I went with work colleagues once on a Mystery Bus Tour around the streets of Edinburgh and then out to the Hawes Inn at South Queensferry for chicken-in-the-basket. The only ‘mystery’ as far as I could see was how had the bus driver got the job as our guide, because he had no grasp of history whatsoever. Everything, from Mary, Queen of Scots to the Second World War, was lumped together as ‘in those days’ and the expression has become a jokey byword in my house for anything historical.
But such flannel will not do in fiction, not if you hope to have it published. Social etiquettes and morals, clothes, food, films, music, domestic arrangements, transport – all the details of ‘those days’ have to be checked out. Thank goodness then for Google, for Facebook friends and for the social history books on my shelves. And since my husband works from home I use him as an information point as well.
To give a flavour of what I’ve been writing recently, here are some questions I’ve thrown at the poor man when he’s come through to the kitchen for lunch.
What kind of car would a well-to-do young man drive in the late 1960s?

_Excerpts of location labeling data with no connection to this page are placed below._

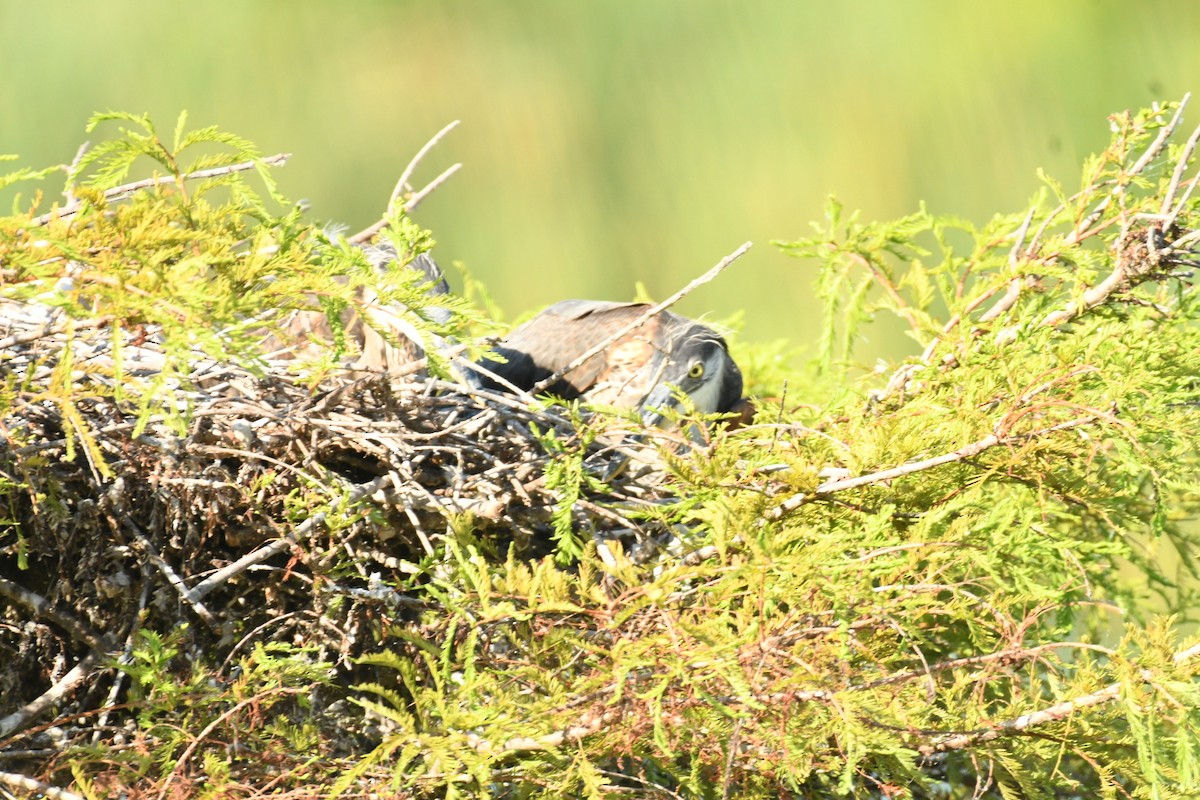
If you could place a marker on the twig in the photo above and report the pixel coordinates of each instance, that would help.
(49, 697)
(541, 385)
(119, 192)
(967, 451)
(173, 578)
(1035, 719)
(415, 199)
(36, 787)
(370, 232)
(280, 545)
(402, 184)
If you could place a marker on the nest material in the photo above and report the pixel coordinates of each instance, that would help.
(281, 497)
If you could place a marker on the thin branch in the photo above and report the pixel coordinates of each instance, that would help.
(36, 787)
(966, 451)
(540, 386)
(49, 697)
(120, 192)
(402, 184)
(1051, 714)
(415, 198)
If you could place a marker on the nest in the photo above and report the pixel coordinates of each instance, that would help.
(283, 509)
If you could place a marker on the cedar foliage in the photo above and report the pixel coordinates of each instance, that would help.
(939, 579)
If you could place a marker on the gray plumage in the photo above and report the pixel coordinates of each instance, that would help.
(643, 368)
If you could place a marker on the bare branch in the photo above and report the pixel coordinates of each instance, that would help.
(120, 192)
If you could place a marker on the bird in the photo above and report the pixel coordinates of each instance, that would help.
(652, 368)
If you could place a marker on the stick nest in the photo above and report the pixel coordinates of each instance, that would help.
(285, 504)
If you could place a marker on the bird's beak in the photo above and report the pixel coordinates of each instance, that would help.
(655, 405)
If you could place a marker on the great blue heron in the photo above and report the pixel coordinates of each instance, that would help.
(651, 368)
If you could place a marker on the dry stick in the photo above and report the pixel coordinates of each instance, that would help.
(1053, 714)
(540, 386)
(118, 192)
(1156, 146)
(171, 575)
(967, 451)
(16, 720)
(280, 545)
(369, 233)
(36, 787)
(412, 164)
(1177, 175)
(213, 726)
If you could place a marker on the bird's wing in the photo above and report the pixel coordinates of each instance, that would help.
(557, 336)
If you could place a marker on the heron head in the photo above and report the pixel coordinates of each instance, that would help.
(696, 366)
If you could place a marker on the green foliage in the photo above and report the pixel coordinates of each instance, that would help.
(262, 702)
(565, 475)
(912, 590)
(936, 581)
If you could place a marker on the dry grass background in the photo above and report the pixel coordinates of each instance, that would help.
(612, 143)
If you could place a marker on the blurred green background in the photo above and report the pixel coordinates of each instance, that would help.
(610, 143)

Do you know anything about naval ranks? Naval uniforms?
Have you ever heard of deck golf?
What sort of hat would a spivvy type wear in 1932?
How much do you think dolly mixtures were in 1955?
Were Cadbury wrappers always purple?
Did you ever pick up pennies thrown by a bride’s father?
How would you put out a chimney fire?
He hardly ever has the answer but it makes for interesting discussions over a cheese sandwich.